A slight flush rose to her face--the first and only change in the even healthy color she had shown during the interview.
"I reckon I won't trouble you, boys, if it's all the same to you,"she said, with her half-strident laugh. "YOU mightn't mind being seen--but I would-- Good-by."She held out a hand to each of the men, who remained for an instant silently holding them. Then she passed out of the door, slipping on her close black veil as she did so with a half-funereal suggestion, and they saw her tall, handsome figure fade into the shadows of the long corridor.
"Paul," said the Mayor, reentering the office and turning to his secretary, "do you know who that woman is?""Yes, sir."
"She's one in a million! And now forget that you have ever seen her."CHAPTER I.
The principal parlor of the New Golden Gate Hotel in San Francisco, fairly reported by the local press as being "truly palatial" in its appointments, and unrivaled in its upholstery, was, nevertheless, on August 5, 1860, of that startling newness that checked any familiarity, and evidently had produced some embarrassment on the limbs of four visitors who had just been ushered into its glories.
After hesitating before one or two gorgeous fawn-colored brocaded easy-chairs of appalling and spotless virginity, one of them seated himself despairingly on a tete-a-tete sofa in marked and painful isolation, while another sat uncomfortably upright on a sofa. The two others remained standing, vaguely gazing at the ceiling, and exchanging ostentatiously admiring but hollow remarks about the furniture in unnecessary whispers.

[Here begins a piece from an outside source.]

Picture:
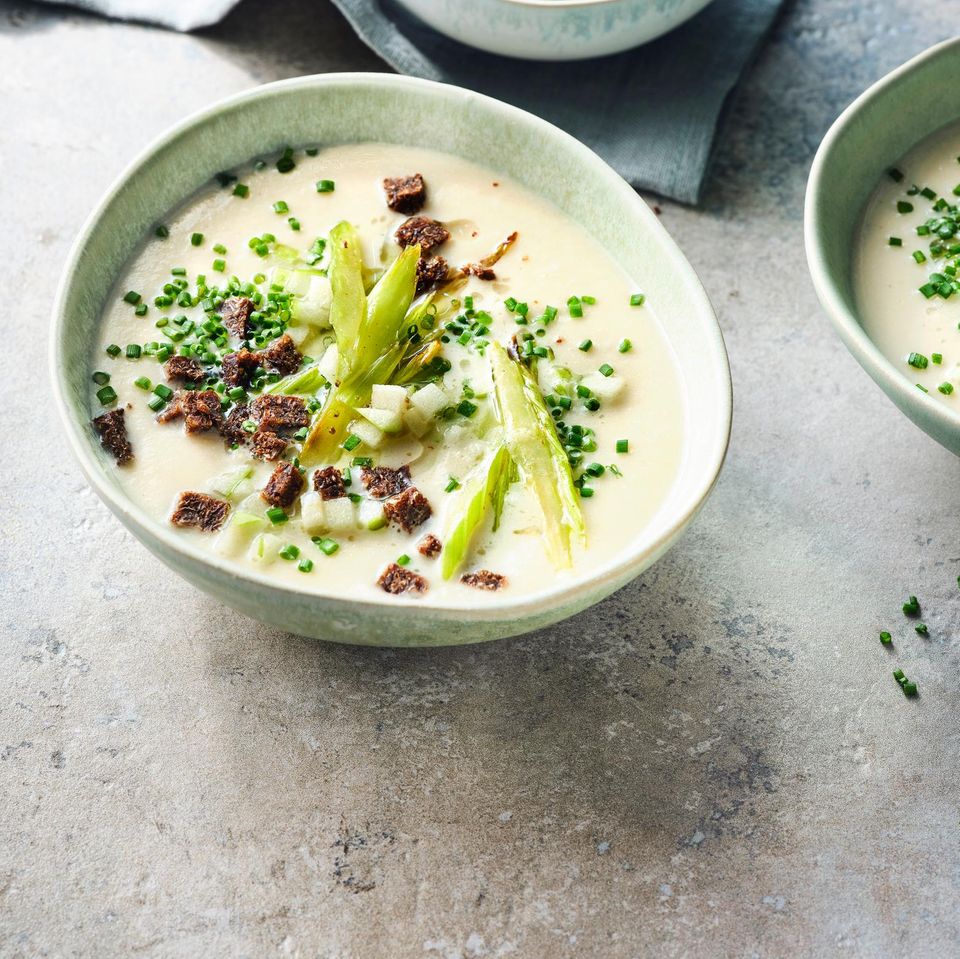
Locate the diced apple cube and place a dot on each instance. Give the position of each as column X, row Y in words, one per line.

Yet they were apparently men of a certain habit of importance and small authority, with more or less critical attitude in their speech.

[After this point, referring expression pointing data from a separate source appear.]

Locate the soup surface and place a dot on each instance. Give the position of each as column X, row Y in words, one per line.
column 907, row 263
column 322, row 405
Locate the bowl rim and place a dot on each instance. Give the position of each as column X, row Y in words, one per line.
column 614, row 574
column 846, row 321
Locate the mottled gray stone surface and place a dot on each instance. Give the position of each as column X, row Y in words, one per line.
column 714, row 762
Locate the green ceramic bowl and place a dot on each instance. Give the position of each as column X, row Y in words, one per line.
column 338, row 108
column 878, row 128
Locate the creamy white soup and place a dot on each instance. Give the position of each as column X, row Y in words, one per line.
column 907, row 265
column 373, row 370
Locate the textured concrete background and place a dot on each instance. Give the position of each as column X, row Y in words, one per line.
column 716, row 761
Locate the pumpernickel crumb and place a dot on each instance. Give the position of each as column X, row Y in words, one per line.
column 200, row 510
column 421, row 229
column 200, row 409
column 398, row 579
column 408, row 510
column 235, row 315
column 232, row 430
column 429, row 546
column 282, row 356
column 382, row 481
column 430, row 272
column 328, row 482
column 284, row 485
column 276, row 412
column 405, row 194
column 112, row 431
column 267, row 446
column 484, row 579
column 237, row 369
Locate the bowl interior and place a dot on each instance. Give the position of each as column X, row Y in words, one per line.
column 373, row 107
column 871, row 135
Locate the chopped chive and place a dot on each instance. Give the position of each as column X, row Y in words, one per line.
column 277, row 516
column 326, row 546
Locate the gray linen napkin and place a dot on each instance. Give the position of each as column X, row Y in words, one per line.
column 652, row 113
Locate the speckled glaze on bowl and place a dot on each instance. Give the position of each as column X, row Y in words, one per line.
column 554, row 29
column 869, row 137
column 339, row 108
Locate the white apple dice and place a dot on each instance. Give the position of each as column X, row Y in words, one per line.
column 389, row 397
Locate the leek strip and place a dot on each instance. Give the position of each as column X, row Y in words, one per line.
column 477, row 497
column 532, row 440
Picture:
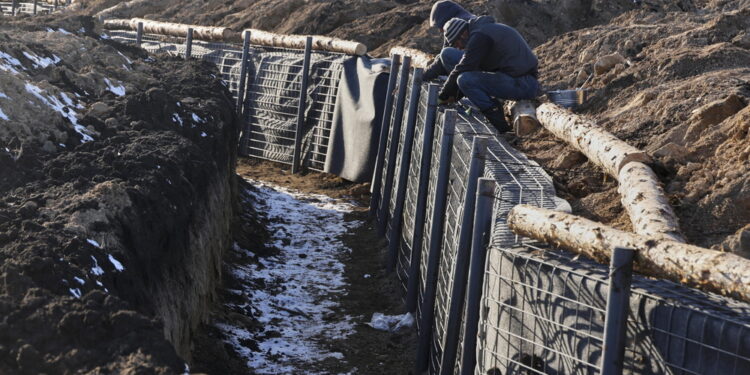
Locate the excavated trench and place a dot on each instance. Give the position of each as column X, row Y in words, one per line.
column 125, row 231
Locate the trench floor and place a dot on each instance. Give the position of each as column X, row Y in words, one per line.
column 301, row 303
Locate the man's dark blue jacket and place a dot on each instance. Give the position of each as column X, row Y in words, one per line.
column 492, row 47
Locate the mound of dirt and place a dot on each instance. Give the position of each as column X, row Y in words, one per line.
column 378, row 24
column 116, row 201
column 678, row 86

To them presently entered a young man of about five-and-twenty, with remarkably bright and singularly sympathetic eyes. Having swept the group in a smiling glance, he singled out the lonely occupier of the tete-a-tete, and moved pleasantly towards him. The man rose instantly with an eager gratified look.
"Well, Paul, I didn't allow you'd remember me. It's a matter of four years since we met at Marysville. And now you're bein' a great man you've"--No one could have known from the young man's smiling face that he really had not recognized his visitor at first, and that his greeting was only an exhibition of one of those happy instincts for which he was remarkable. But, following the clew suggested by his visitor, he was able to say promptly and gayly:--"I don't know why I should forget Tony Shear or the Marysville boys," turning with a half-confiding smile to the other visitors, who, after the human fashion, were beginning to be resentfully impatient of this special attention.